Sunday, 4 March 2012

2012 02 25 Pasar Badung

Sejak kecil saya tidak pernah suka kalau mama mengajak saya ke pasar. Saya dua kali pindah rumah, dan entah kenapa keduanya dekat dengan pasar tradisional. Bayangan pasar tradisional yang becek, kumuh, bau, ramai selalu berhasil menyurutkan bakti saya pada mama (untuk mengantarnya ke pasar) ;)

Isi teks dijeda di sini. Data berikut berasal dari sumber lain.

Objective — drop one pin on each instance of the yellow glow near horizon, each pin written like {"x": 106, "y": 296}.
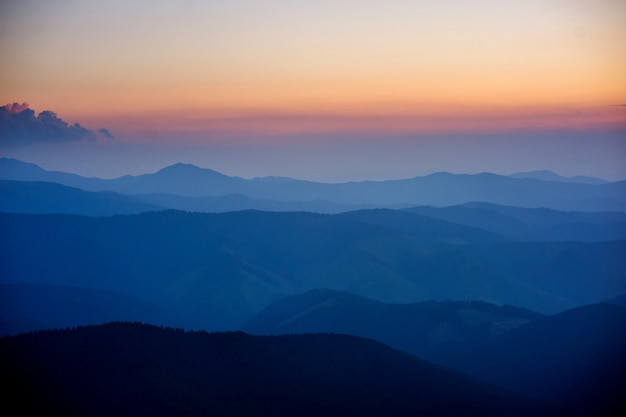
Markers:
{"x": 89, "y": 61}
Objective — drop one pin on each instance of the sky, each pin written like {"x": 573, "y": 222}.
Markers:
{"x": 320, "y": 89}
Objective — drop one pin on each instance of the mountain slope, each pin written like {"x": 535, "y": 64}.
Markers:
{"x": 441, "y": 189}
{"x": 533, "y": 223}
{"x": 136, "y": 370}
{"x": 546, "y": 175}
{"x": 29, "y": 307}
{"x": 217, "y": 270}
{"x": 431, "y": 330}
{"x": 577, "y": 356}
{"x": 45, "y": 197}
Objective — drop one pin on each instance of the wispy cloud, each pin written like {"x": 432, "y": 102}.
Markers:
{"x": 19, "y": 125}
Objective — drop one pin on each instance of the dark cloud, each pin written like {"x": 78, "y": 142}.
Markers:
{"x": 106, "y": 133}
{"x": 19, "y": 125}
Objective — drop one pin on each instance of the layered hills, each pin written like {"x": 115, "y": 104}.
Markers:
{"x": 439, "y": 189}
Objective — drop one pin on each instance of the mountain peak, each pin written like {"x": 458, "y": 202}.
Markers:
{"x": 547, "y": 175}
{"x": 187, "y": 169}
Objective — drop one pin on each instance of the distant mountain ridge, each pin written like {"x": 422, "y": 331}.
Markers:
{"x": 546, "y": 175}
{"x": 433, "y": 330}
{"x": 440, "y": 189}
{"x": 217, "y": 270}
{"x": 130, "y": 369}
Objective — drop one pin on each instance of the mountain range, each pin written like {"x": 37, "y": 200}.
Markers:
{"x": 144, "y": 370}
{"x": 439, "y": 189}
{"x": 574, "y": 357}
{"x": 214, "y": 271}
{"x": 516, "y": 283}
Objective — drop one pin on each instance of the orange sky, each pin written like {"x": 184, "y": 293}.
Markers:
{"x": 285, "y": 65}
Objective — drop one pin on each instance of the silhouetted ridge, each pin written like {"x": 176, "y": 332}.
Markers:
{"x": 127, "y": 369}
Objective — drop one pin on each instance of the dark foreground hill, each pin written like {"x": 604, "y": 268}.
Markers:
{"x": 47, "y": 197}
{"x": 29, "y": 307}
{"x": 138, "y": 370}
{"x": 575, "y": 357}
{"x": 433, "y": 330}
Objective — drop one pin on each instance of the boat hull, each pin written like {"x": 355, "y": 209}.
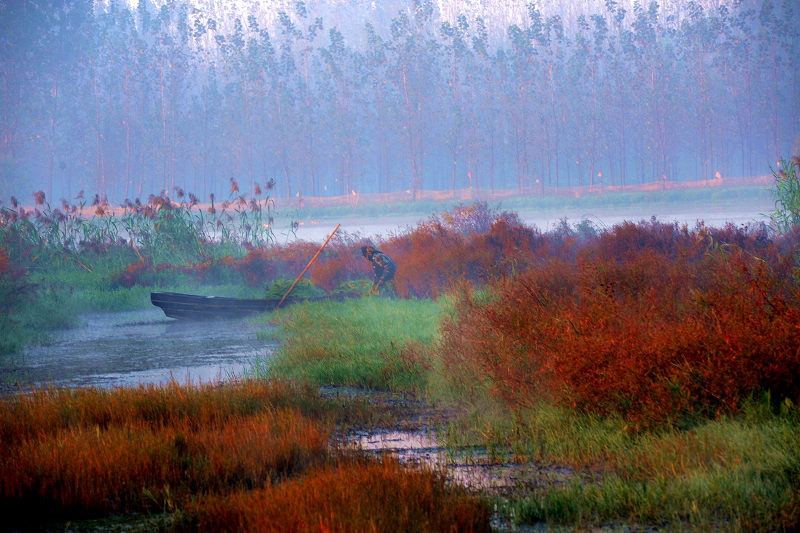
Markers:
{"x": 194, "y": 307}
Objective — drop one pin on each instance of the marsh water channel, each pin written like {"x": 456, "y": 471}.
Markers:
{"x": 137, "y": 347}
{"x": 125, "y": 349}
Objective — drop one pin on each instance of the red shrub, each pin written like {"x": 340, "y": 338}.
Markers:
{"x": 650, "y": 321}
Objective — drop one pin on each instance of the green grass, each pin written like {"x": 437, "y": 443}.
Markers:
{"x": 366, "y": 342}
{"x": 735, "y": 473}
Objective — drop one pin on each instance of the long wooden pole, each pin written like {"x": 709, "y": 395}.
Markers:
{"x": 308, "y": 265}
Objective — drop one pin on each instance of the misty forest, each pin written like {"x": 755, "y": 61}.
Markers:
{"x": 227, "y": 339}
{"x": 126, "y": 100}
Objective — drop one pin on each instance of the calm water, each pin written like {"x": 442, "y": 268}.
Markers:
{"x": 125, "y": 349}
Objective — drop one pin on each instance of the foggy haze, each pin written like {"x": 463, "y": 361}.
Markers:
{"x": 339, "y": 98}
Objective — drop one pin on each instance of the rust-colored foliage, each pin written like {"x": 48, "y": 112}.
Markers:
{"x": 346, "y": 497}
{"x": 89, "y": 451}
{"x": 241, "y": 456}
{"x": 650, "y": 321}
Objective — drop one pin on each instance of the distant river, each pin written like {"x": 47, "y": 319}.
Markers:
{"x": 714, "y": 216}
{"x": 124, "y": 349}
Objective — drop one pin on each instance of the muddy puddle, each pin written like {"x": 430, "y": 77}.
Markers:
{"x": 474, "y": 468}
{"x": 125, "y": 349}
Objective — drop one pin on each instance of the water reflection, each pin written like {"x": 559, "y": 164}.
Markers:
{"x": 125, "y": 349}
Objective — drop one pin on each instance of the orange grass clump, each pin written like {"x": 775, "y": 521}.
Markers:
{"x": 91, "y": 452}
{"x": 342, "y": 498}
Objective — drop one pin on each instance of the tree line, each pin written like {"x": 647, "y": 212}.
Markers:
{"x": 128, "y": 101}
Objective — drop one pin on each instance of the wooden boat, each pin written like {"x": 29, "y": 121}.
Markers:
{"x": 194, "y": 307}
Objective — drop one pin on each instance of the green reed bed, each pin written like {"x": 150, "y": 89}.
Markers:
{"x": 730, "y": 472}
{"x": 367, "y": 342}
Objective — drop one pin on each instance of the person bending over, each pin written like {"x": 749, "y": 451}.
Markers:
{"x": 382, "y": 264}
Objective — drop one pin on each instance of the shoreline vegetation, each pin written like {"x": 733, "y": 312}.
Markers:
{"x": 658, "y": 363}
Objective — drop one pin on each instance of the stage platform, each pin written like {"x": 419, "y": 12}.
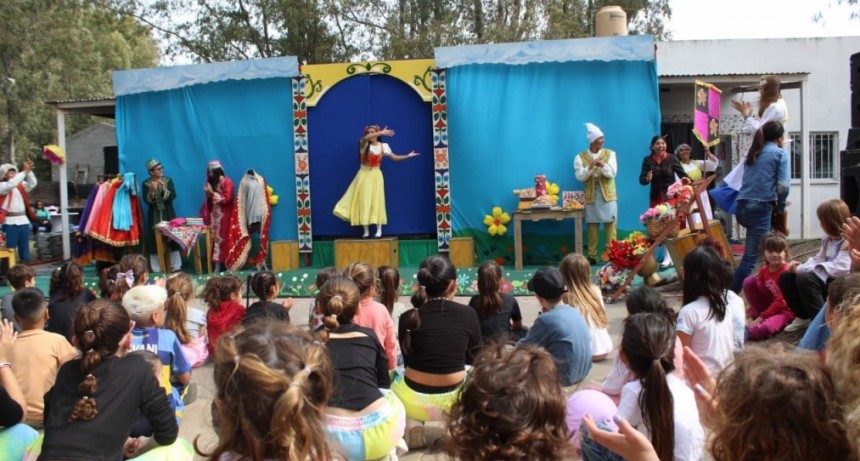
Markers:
{"x": 301, "y": 282}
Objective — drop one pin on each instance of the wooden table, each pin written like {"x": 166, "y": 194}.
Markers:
{"x": 540, "y": 215}
{"x": 162, "y": 248}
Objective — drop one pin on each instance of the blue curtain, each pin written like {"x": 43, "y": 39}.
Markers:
{"x": 243, "y": 123}
{"x": 508, "y": 123}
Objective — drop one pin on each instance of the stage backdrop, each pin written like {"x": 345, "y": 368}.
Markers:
{"x": 237, "y": 112}
{"x": 517, "y": 110}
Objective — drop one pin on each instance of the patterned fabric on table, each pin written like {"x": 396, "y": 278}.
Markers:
{"x": 184, "y": 236}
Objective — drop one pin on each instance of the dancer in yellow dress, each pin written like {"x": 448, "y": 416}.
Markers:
{"x": 363, "y": 203}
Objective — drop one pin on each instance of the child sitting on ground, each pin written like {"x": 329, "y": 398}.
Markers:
{"x": 222, "y": 295}
{"x": 389, "y": 293}
{"x": 20, "y": 276}
{"x": 67, "y": 295}
{"x": 560, "y": 329}
{"x": 107, "y": 282}
{"x": 641, "y": 300}
{"x": 189, "y": 323}
{"x": 272, "y": 381}
{"x": 145, "y": 306}
{"x": 371, "y": 314}
{"x": 657, "y": 404}
{"x": 805, "y": 285}
{"x": 314, "y": 315}
{"x": 37, "y": 354}
{"x": 585, "y": 296}
{"x": 363, "y": 417}
{"x": 266, "y": 286}
{"x": 768, "y": 314}
{"x": 499, "y": 312}
{"x": 511, "y": 408}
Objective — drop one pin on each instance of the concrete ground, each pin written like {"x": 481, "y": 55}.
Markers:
{"x": 197, "y": 424}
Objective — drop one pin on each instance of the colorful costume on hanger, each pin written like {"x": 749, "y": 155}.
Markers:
{"x": 252, "y": 213}
{"x": 363, "y": 203}
{"x": 120, "y": 197}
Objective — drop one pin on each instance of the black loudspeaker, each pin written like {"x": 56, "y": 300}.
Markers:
{"x": 855, "y": 90}
{"x": 111, "y": 159}
{"x": 850, "y": 184}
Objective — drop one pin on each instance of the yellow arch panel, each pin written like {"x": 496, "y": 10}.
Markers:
{"x": 321, "y": 77}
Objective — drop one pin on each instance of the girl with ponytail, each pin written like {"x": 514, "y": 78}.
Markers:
{"x": 657, "y": 403}
{"x": 273, "y": 382}
{"x": 67, "y": 295}
{"x": 438, "y": 339}
{"x": 266, "y": 286}
{"x": 91, "y": 408}
{"x": 188, "y": 322}
{"x": 363, "y": 417}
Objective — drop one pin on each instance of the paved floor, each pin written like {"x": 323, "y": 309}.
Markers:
{"x": 197, "y": 424}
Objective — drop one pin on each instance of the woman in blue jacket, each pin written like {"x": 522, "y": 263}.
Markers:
{"x": 765, "y": 189}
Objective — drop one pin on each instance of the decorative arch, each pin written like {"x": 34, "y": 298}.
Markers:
{"x": 317, "y": 80}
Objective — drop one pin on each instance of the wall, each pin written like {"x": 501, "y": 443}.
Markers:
{"x": 822, "y": 62}
{"x": 84, "y": 149}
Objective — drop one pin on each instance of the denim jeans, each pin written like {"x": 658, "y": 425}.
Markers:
{"x": 18, "y": 236}
{"x": 754, "y": 215}
{"x": 817, "y": 333}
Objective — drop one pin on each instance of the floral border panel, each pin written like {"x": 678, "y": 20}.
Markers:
{"x": 300, "y": 149}
{"x": 439, "y": 105}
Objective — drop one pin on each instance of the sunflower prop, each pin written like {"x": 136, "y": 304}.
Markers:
{"x": 496, "y": 223}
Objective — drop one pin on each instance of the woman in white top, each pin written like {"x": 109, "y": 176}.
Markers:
{"x": 711, "y": 322}
{"x": 771, "y": 107}
{"x": 363, "y": 203}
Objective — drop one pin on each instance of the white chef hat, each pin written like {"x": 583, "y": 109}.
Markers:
{"x": 592, "y": 132}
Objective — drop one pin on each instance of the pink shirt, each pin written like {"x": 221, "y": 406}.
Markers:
{"x": 374, "y": 315}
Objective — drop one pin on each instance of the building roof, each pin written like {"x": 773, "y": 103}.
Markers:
{"x": 102, "y": 107}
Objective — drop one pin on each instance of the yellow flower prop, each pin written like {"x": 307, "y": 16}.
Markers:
{"x": 273, "y": 198}
{"x": 496, "y": 223}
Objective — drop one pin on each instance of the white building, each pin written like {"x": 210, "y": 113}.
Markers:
{"x": 816, "y": 86}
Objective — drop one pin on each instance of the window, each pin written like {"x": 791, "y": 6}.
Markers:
{"x": 796, "y": 155}
{"x": 822, "y": 155}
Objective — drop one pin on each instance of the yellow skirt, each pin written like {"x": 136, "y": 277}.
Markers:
{"x": 363, "y": 202}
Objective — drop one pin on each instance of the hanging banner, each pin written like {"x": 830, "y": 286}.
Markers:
{"x": 706, "y": 110}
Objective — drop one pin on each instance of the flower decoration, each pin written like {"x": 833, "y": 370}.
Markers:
{"x": 626, "y": 254}
{"x": 54, "y": 154}
{"x": 680, "y": 192}
{"x": 496, "y": 223}
{"x": 273, "y": 198}
{"x": 553, "y": 189}
{"x": 662, "y": 212}
{"x": 610, "y": 277}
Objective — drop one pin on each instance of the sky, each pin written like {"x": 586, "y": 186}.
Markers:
{"x": 721, "y": 19}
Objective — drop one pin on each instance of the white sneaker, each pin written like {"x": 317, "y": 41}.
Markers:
{"x": 798, "y": 324}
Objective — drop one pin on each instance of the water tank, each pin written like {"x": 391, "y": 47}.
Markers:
{"x": 609, "y": 21}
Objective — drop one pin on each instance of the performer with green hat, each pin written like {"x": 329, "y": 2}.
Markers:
{"x": 159, "y": 193}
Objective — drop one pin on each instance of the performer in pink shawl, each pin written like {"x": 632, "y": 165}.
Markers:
{"x": 216, "y": 211}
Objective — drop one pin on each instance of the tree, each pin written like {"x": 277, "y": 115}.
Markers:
{"x": 320, "y": 31}
{"x": 61, "y": 49}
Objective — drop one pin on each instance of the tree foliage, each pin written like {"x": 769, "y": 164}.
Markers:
{"x": 321, "y": 31}
{"x": 54, "y": 50}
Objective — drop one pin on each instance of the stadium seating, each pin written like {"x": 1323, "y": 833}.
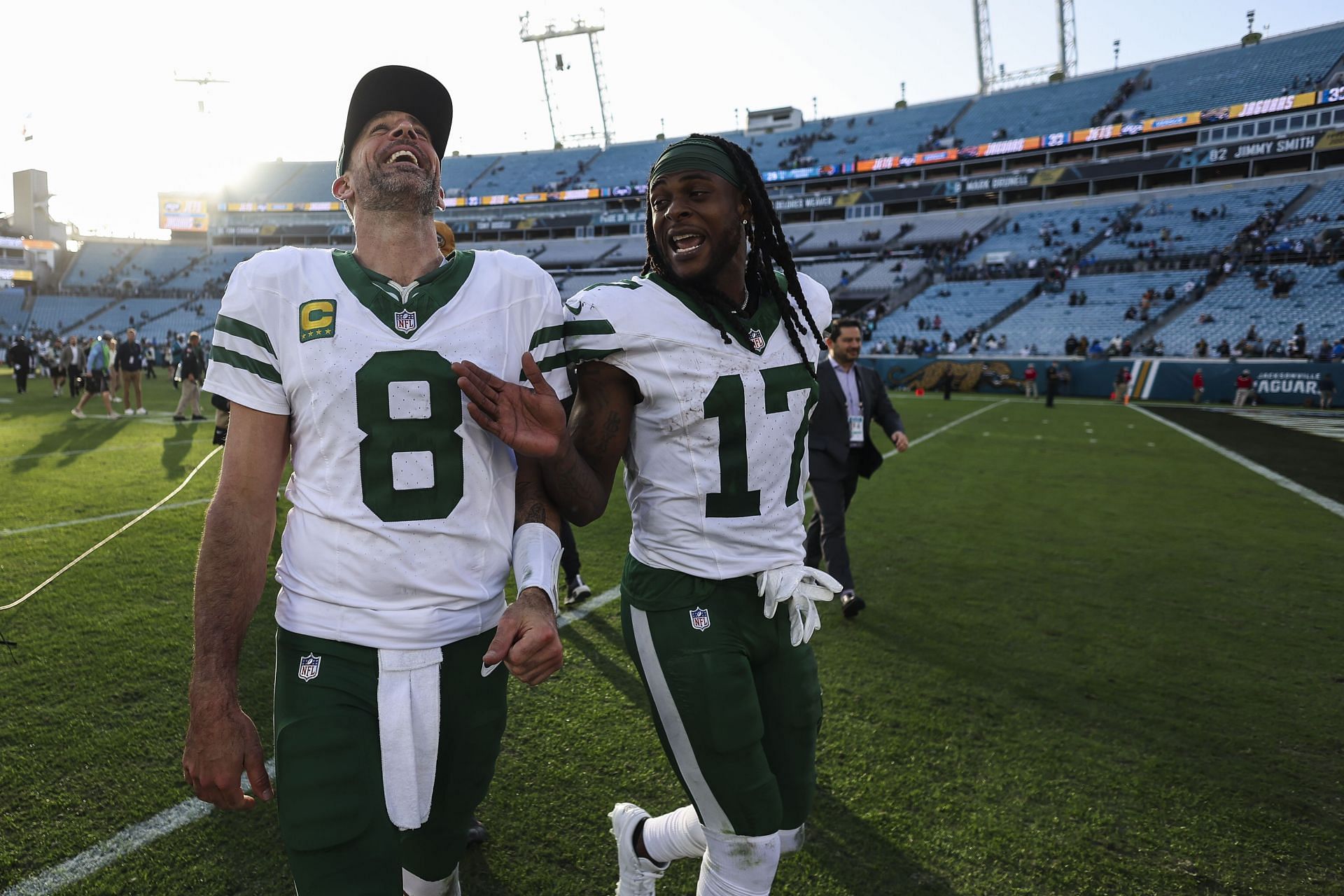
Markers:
{"x": 1328, "y": 202}
{"x": 59, "y": 314}
{"x": 942, "y": 227}
{"x": 1030, "y": 112}
{"x": 1189, "y": 237}
{"x": 885, "y": 276}
{"x": 13, "y": 317}
{"x": 213, "y": 266}
{"x": 961, "y": 305}
{"x": 185, "y": 320}
{"x": 522, "y": 172}
{"x": 1238, "y": 302}
{"x": 159, "y": 262}
{"x": 96, "y": 261}
{"x": 1028, "y": 241}
{"x": 1240, "y": 74}
{"x": 866, "y": 234}
{"x": 1047, "y": 320}
{"x": 118, "y": 317}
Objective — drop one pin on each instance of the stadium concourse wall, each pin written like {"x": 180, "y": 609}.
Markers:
{"x": 1156, "y": 379}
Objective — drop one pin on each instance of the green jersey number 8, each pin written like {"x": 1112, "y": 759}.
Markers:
{"x": 432, "y": 431}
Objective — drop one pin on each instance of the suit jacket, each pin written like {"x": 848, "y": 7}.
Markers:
{"x": 828, "y": 437}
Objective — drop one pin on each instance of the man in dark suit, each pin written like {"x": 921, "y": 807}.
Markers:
{"x": 840, "y": 449}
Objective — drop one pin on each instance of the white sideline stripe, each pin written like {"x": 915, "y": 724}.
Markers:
{"x": 1277, "y": 479}
{"x": 188, "y": 811}
{"x": 672, "y": 726}
{"x": 99, "y": 519}
{"x": 108, "y": 448}
{"x": 158, "y": 504}
{"x": 120, "y": 844}
{"x": 806, "y": 496}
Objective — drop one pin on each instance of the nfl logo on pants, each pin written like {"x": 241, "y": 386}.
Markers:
{"x": 308, "y": 666}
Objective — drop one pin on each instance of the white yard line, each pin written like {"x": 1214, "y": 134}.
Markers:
{"x": 99, "y": 519}
{"x": 1277, "y": 479}
{"x": 143, "y": 514}
{"x": 188, "y": 811}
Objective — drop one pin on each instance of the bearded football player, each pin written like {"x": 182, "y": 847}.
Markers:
{"x": 391, "y": 612}
{"x": 701, "y": 375}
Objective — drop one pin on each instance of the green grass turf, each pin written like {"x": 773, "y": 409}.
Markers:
{"x": 1097, "y": 659}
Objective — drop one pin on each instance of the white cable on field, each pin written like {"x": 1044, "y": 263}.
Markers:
{"x": 147, "y": 512}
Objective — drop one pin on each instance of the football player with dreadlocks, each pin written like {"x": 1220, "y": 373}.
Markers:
{"x": 701, "y": 374}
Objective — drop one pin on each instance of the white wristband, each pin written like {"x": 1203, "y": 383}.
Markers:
{"x": 537, "y": 559}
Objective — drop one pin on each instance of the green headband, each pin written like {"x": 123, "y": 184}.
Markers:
{"x": 695, "y": 153}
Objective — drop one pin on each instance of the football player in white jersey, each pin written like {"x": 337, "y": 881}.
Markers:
{"x": 391, "y": 610}
{"x": 701, "y": 374}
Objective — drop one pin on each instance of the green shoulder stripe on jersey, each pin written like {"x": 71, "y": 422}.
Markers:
{"x": 242, "y": 330}
{"x": 218, "y": 354}
{"x": 765, "y": 320}
{"x": 569, "y": 330}
{"x": 571, "y": 356}
{"x": 619, "y": 284}
{"x": 429, "y": 295}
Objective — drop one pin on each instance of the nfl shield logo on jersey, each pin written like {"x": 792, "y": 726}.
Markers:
{"x": 308, "y": 666}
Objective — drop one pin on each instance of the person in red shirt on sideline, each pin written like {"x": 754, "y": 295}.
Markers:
{"x": 1243, "y": 388}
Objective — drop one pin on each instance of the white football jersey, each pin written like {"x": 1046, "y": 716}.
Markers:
{"x": 403, "y": 507}
{"x": 717, "y": 463}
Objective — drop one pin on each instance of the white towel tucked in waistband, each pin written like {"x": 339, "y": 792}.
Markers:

Malam itu saya tiba-tiba saja mengusulkan untuk pergi ke Pasar Badung. Setelah lama tidak pergi berdua, pasar tradisional tentunya bukan tempat romantis untuk menghabiskan malam berdua. Tapi, kami berdua memang bukan pasangan romantis yang menghabiskan malam dengan saling memuji dan mengumbar kata-kata cinta.


Segelas kopi dan sepiring tipat santok ini menjadi pengantar petualangan kami malam itu. Lampu bohlam remang dengan suara percakapan seru khas ibu-ibu antara ibu penjual dan pembelinya yang lain. Suasana akrab antara pedagang dan pembeli.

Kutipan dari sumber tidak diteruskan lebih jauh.